In a long-term in-vivo model in mice DOX-treated mice showed a reduction in left ventricular ejection fraction compared to SAHA co-treatment (Control 50.3 ± 3.1%, n=12 vs. DOX 43.0 ± 3.4%, n=12; p<0.05; vs. DOX+SAHA 50.6 ± 7.4%, n=11, p>0.05). DOX-dependent dysregulation of pathological genes such as myh7 was blunted in SAHA treated animals.

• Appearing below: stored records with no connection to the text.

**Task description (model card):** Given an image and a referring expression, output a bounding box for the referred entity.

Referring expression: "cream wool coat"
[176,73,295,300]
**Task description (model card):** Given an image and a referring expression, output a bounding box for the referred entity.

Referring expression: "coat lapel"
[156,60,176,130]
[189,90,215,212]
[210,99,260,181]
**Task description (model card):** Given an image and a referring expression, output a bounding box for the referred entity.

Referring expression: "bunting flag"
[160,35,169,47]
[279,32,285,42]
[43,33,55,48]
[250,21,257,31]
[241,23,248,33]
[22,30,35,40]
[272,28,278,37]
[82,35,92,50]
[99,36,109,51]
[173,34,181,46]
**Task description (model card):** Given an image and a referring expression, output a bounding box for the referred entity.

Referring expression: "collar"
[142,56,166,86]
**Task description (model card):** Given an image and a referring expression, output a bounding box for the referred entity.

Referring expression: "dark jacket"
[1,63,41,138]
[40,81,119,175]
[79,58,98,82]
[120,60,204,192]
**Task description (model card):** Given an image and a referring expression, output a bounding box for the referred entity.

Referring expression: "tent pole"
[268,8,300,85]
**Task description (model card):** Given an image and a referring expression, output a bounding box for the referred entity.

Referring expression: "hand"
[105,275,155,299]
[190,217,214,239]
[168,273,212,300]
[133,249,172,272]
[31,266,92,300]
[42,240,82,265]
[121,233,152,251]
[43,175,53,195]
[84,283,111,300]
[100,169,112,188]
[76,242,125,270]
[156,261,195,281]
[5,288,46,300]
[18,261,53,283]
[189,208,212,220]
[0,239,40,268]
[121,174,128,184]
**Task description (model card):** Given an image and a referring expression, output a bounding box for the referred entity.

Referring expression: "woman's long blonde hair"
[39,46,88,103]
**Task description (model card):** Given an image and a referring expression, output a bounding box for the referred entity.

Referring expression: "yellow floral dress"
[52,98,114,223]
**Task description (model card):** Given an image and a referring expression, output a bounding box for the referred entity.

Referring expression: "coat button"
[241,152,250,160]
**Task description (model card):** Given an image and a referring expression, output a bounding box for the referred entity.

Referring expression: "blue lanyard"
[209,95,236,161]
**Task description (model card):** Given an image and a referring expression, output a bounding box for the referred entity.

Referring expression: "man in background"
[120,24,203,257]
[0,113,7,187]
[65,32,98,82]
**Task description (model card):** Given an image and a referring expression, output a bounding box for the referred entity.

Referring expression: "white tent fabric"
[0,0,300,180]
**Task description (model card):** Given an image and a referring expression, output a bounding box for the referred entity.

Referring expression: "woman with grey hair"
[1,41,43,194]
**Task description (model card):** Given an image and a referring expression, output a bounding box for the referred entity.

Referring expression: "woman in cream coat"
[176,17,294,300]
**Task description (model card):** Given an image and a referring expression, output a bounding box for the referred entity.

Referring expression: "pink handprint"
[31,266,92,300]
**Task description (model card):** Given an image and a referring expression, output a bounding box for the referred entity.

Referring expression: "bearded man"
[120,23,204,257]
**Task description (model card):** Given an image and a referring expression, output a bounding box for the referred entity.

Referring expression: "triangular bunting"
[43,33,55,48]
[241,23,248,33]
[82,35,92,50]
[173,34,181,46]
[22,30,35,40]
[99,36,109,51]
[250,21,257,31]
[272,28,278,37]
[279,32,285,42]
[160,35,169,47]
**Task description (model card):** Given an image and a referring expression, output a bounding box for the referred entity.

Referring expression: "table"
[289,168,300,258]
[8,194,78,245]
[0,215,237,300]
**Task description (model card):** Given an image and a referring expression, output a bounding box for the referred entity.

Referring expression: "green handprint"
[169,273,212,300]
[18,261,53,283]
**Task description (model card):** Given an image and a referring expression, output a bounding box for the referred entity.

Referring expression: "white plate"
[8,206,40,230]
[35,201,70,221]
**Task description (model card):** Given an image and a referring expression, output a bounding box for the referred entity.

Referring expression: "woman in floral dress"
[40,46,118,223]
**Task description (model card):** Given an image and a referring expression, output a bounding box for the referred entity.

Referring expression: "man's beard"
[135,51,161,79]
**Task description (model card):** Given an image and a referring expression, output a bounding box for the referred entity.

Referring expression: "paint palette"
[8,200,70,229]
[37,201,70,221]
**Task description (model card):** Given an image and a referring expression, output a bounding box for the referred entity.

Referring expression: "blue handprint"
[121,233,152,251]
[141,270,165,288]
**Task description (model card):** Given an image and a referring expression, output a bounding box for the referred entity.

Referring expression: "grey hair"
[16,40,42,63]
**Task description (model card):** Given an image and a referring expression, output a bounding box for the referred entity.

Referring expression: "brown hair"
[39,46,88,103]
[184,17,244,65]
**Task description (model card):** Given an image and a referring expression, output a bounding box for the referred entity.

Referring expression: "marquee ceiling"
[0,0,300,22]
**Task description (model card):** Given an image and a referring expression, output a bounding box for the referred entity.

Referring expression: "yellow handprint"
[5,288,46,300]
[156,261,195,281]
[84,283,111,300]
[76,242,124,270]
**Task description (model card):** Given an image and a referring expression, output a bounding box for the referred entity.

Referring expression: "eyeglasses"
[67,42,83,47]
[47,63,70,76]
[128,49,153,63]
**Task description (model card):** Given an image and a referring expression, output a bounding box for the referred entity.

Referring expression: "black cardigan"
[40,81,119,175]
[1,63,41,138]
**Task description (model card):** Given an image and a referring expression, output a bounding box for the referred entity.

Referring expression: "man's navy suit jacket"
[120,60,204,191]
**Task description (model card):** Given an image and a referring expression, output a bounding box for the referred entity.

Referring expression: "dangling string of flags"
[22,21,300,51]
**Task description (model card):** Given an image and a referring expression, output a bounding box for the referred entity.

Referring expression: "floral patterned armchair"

To prove the importance of HDAC4 in MEF2 inhibition, the in-vivo model in mice was repeated and SAHA was replaced by the selective HDAC class II inhibitor TMP195. The results reveal no improvement of DOX-dependent cardiac dysfunction in the co-treatment with TMP195 (Control 49.1 ± 7.8%, n=12 vs. DOX 40.8 ± 4.8%, n=10, p<0.05; vs. DOX+TMP195 37.1 ± 6.2%, n=6, p<0.05). MEF2 target genes such as myh7 were not reversed in the DOX+TMP195 group. Furthermore, a significant reduction in the survival rate was evident in the co-treatment with TMP195.
These results indicate a potential HDAC4-mediated MEF2 inhibition by SAHA that might be cardioprotective in DOX-induced cardiotoxicity.